Content and Brand Signal Optimization

To improve AI recognition and recommendation frequency:

  • Comprehensive Digital Footprint: Ensure your brand appears across diverse, high-quality sources including industry publications, review sites, case studies, and authoritative directories
  • Structured Data Implementation: Use schema markup to help AI systems understand your products, services, and industry positioning
  • Thought Leadership: Publish authoritative content that addresses specific use cases and personas, increasing relevance for nuanced prompts
  • Community Engagement: Participate in industry discussions, forums, and professional networks where AI training data is sourced

The Limitations of Current AI Understanding

The research reveals important limitations in how AI systems understand and recommend brands:

  • Lack of Deep Brand Knowledge: ChatGPT often cannot distinguish between brands with similar surface-level characteristics, leading to inconsistent recommendations for nuanced queries
  • Training Data Biases: Recommendations reflect patterns in training data, which may emphasize larger, more frequently mentioned brands
  • Contextual Understanding Gaps: AI systems struggle to fully comprehend specific use cases and match them with appropriately specialized solutions

These limitations create both challenges and opportunities. Brands that can effectively communicate their unique value propositions across multiple channels and formats are more likely to achieve consistent AI recognition.

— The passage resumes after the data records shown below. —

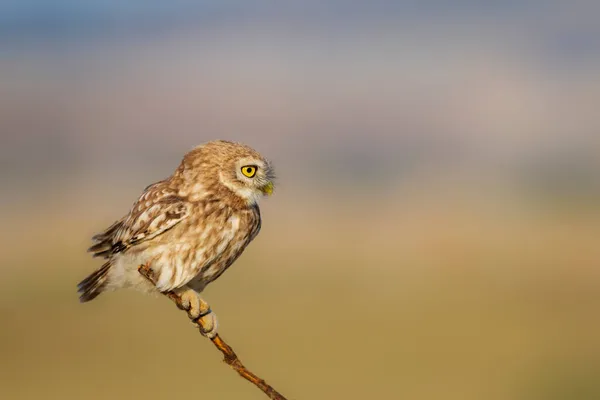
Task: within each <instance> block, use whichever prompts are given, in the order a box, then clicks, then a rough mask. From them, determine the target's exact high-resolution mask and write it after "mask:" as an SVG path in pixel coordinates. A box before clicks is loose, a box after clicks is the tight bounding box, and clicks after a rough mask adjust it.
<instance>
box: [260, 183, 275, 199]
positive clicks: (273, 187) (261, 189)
mask: <svg viewBox="0 0 600 400" xmlns="http://www.w3.org/2000/svg"><path fill="white" fill-rule="evenodd" d="M273 189H274V187H273V182H269V183H267V184H266V185H265V186H263V187H261V188H260V190H262V192H263V193H264V194H266V195H267V196H270V195H271V194H273Z"/></svg>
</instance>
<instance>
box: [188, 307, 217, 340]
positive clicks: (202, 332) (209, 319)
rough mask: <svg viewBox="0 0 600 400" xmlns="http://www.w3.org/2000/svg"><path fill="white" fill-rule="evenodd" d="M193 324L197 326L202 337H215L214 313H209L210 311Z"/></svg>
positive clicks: (212, 338) (216, 330)
mask: <svg viewBox="0 0 600 400" xmlns="http://www.w3.org/2000/svg"><path fill="white" fill-rule="evenodd" d="M194 323H196V324H197V325H198V329H199V330H200V333H201V334H202V336H206V337H207V338H209V339H213V338H214V337H215V336H217V325H218V322H217V316H216V315H215V313H213V312H212V311H210V309H209V312H208V313H207V314H204V315H202V316H201V317H199V318H197V319H195V320H194Z"/></svg>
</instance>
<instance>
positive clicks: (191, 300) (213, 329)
mask: <svg viewBox="0 0 600 400" xmlns="http://www.w3.org/2000/svg"><path fill="white" fill-rule="evenodd" d="M176 293H177V294H178V295H179V298H180V299H181V302H180V303H178V304H177V305H178V306H179V307H180V308H181V309H183V310H185V311H187V313H188V317H190V319H191V320H192V322H193V323H194V324H196V325H198V326H199V327H200V333H201V334H202V335H204V336H206V337H207V338H209V339H212V338H214V337H215V336H216V335H217V316H216V315H215V313H214V312H212V310H211V309H210V306H209V305H208V303H207V302H206V301H204V300H203V299H202V297H200V295H199V294H198V293H197V292H196V291H194V290H192V289H182V290H180V291H176Z"/></svg>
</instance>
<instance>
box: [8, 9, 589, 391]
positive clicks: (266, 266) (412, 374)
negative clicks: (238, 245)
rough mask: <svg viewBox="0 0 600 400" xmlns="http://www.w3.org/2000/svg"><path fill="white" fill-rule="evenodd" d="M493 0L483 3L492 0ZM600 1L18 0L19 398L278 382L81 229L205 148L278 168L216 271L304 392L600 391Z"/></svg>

Future Research Directions

The current study opens several important avenues for further investigation:

  • Brand Narrative Analysis: How does ChatGPT describe the brands it consistently recommends? What language patterns indicate deeper brand understanding?
  • Search Intent Consistency: Do different prompts with the same underlying search intent produce similar recommendation sets?
  • Ranking Dynamics: How consistent is brand order within responses? Do dominant brands tend to appear first?
  • Cross-Platform Comparison: How do recommendations vary across different AI platforms (Claude, Gemini, etc.)?

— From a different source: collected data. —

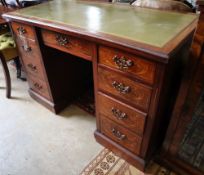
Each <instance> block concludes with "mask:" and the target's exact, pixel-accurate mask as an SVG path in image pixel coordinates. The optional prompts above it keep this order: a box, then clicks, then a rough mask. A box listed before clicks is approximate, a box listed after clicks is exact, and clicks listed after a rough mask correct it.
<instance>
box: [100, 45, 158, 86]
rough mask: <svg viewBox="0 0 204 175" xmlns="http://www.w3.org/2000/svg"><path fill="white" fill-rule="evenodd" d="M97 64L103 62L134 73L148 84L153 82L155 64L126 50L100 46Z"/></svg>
mask: <svg viewBox="0 0 204 175" xmlns="http://www.w3.org/2000/svg"><path fill="white" fill-rule="evenodd" d="M99 64H104V65H107V66H109V67H112V68H114V69H117V70H120V71H122V72H127V73H129V74H130V75H135V76H136V77H137V78H138V79H140V80H143V81H145V82H147V83H149V84H151V85H152V84H153V83H154V78H155V69H156V64H155V63H154V62H150V61H147V60H144V59H142V58H139V57H138V56H136V55H132V54H129V53H127V52H124V51H121V50H118V49H114V48H110V47H105V46H100V47H99Z"/></svg>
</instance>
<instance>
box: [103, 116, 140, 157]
mask: <svg viewBox="0 0 204 175" xmlns="http://www.w3.org/2000/svg"><path fill="white" fill-rule="evenodd" d="M100 117H101V133H102V134H104V135H106V136H107V137H109V138H111V139H112V140H113V141H115V142H117V143H118V144H120V145H121V146H123V147H125V148H127V149H128V150H130V151H132V152H134V153H135V154H137V155H138V154H139V152H140V147H141V142H142V138H141V137H140V136H138V135H136V134H134V133H132V132H131V131H129V130H127V129H125V128H123V127H122V126H120V125H118V124H116V123H115V122H113V121H111V120H109V119H107V118H106V117H104V116H103V115H100Z"/></svg>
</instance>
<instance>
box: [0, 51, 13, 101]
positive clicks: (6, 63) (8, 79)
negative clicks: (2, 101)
mask: <svg viewBox="0 0 204 175" xmlns="http://www.w3.org/2000/svg"><path fill="white" fill-rule="evenodd" d="M0 60H1V62H2V66H3V71H4V76H5V80H6V97H7V98H10V97H11V77H10V73H9V69H8V66H7V63H6V60H5V58H4V56H3V54H2V53H0Z"/></svg>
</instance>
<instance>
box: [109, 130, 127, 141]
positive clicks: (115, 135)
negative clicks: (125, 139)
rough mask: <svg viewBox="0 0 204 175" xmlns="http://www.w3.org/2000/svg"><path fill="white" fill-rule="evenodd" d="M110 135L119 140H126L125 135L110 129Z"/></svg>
mask: <svg viewBox="0 0 204 175" xmlns="http://www.w3.org/2000/svg"><path fill="white" fill-rule="evenodd" d="M112 133H113V135H114V136H115V137H117V138H118V139H119V140H124V139H125V138H126V135H124V134H122V133H121V132H120V131H117V130H116V129H115V128H113V129H112Z"/></svg>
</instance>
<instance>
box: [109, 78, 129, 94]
mask: <svg viewBox="0 0 204 175" xmlns="http://www.w3.org/2000/svg"><path fill="white" fill-rule="evenodd" d="M112 86H113V87H114V88H115V89H116V90H117V91H119V92H120V93H123V94H127V93H130V91H131V88H130V86H125V85H124V84H123V83H119V82H117V81H114V82H113V83H112Z"/></svg>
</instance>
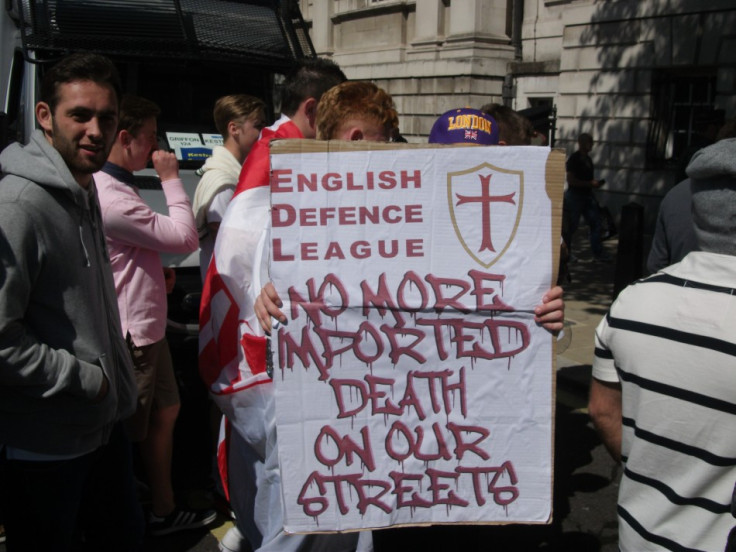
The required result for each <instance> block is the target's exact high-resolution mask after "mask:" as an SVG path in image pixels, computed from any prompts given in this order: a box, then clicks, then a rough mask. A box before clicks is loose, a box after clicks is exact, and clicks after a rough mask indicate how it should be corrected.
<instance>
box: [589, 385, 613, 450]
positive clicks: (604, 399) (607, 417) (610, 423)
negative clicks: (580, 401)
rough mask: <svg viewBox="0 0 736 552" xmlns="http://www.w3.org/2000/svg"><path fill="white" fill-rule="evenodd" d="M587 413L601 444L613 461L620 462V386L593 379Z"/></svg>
mask: <svg viewBox="0 0 736 552" xmlns="http://www.w3.org/2000/svg"><path fill="white" fill-rule="evenodd" d="M588 411H589V412H590V418H591V419H592V420H593V424H594V425H595V427H596V429H597V430H598V434H599V435H600V437H601V440H602V441H603V444H604V445H605V446H606V449H608V452H609V453H610V454H611V456H612V457H613V459H614V460H616V461H617V462H620V461H621V384H620V383H618V382H608V381H601V380H598V379H596V378H593V379H592V380H591V382H590V398H589V400H588Z"/></svg>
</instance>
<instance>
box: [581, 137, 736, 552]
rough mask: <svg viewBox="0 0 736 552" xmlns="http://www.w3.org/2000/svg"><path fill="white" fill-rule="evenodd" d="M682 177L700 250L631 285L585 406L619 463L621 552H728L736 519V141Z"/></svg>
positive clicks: (599, 338) (598, 333)
mask: <svg viewBox="0 0 736 552" xmlns="http://www.w3.org/2000/svg"><path fill="white" fill-rule="evenodd" d="M687 174H688V176H689V178H690V185H691V189H692V215H693V217H692V222H693V226H694V233H695V237H696V240H697V245H698V249H699V250H698V251H693V252H690V253H688V254H687V256H685V258H684V259H683V260H682V261H681V262H679V263H677V264H674V265H672V266H669V267H667V268H664V269H662V270H661V271H660V272H658V273H657V274H654V275H653V276H650V277H649V278H646V279H644V280H640V281H638V282H636V283H635V284H633V285H631V286H629V287H628V288H626V289H625V290H624V291H623V292H621V294H620V295H619V296H618V299H616V301H615V302H614V304H613V305H612V306H611V310H610V311H609V313H608V314H607V315H606V317H605V318H604V319H603V321H602V322H601V323H600V325H599V326H598V329H597V330H596V341H595V357H594V360H593V381H592V383H591V388H590V404H589V410H590V415H591V417H592V419H593V421H594V423H595V425H596V427H597V428H598V431H599V432H600V434H601V437H602V438H603V442H604V443H605V445H606V446H607V448H608V450H609V451H610V452H611V454H612V455H613V456H614V458H616V459H617V460H620V461H621V463H622V465H623V467H624V473H623V478H622V480H621V485H620V488H619V495H618V519H619V548H620V549H621V550H622V551H624V552H626V551H632V552H638V551H640V550H655V549H656V550H660V549H662V550H664V549H667V550H695V549H697V550H724V549H725V547H726V542H727V539H728V535H729V532H731V530H732V528H733V527H734V524H735V523H736V522H735V521H734V518H733V517H732V515H731V511H732V510H731V508H732V507H733V502H732V500H733V499H732V491H733V488H734V481H736V433H734V431H733V428H734V422H735V421H736V406H735V405H736V370H735V369H734V368H735V366H736V363H734V355H735V354H736V333H734V325H735V324H736V289H735V288H736V138H730V139H726V140H721V141H720V142H717V143H716V144H713V145H711V146H708V147H706V148H703V149H701V150H700V151H698V152H697V153H696V154H695V155H694V156H693V158H692V160H691V161H690V164H689V165H688V167H687ZM732 544H733V543H732Z"/></svg>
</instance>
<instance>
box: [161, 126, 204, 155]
mask: <svg viewBox="0 0 736 552" xmlns="http://www.w3.org/2000/svg"><path fill="white" fill-rule="evenodd" d="M166 140H167V141H168V142H169V147H170V148H171V149H173V150H174V153H175V154H176V158H177V159H178V160H179V161H204V160H205V159H207V158H208V157H209V156H210V155H212V147H213V146H205V144H204V143H203V142H202V138H201V137H200V136H199V134H198V133H196V132H167V133H166Z"/></svg>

Conclusion: Navigating the Probabilistic Future of Search

The research clearly demonstrates that AI-generated recommendations operate on probabilistic principles, creating a dynamic and variable landscape for brand visibility. For B2B marketers, this requires fundamental shifts in strategy and measurement:

  • Embrace Variability: Accept that AI recommendations will never be perfectly consistent and develop strategies that account for this inherent variability
  • Focus on Patterns, Not Points: Measure AI visibility across multiple iterations to identify patterns rather than relying on single data points
  • Prioritize Differentiation: In a world of probabilistic recommendations, clear differentiation becomes even more critical for consistent inclusion
  • Invest in Comprehensive Visibility: Build brand presence across diverse channels and formats to increase AI recognition across multiple query types

As generative AI continues to transform how professionals discover and evaluate solutions, brands that understand and adapt to these probabilistic dynamics will gain significant competitive advantages. The future of search isn’t about securing a single top position—it’s about achieving consistent visibility across an ever-changing landscape of AI-generated recommendations.

The transition from deterministic to probabilistic search represents one of the most significant shifts in digital marketing since the advent of search engines themselves. Brands that successfully navigate this transition will not only survive but thrive in the new era of AI-driven discovery.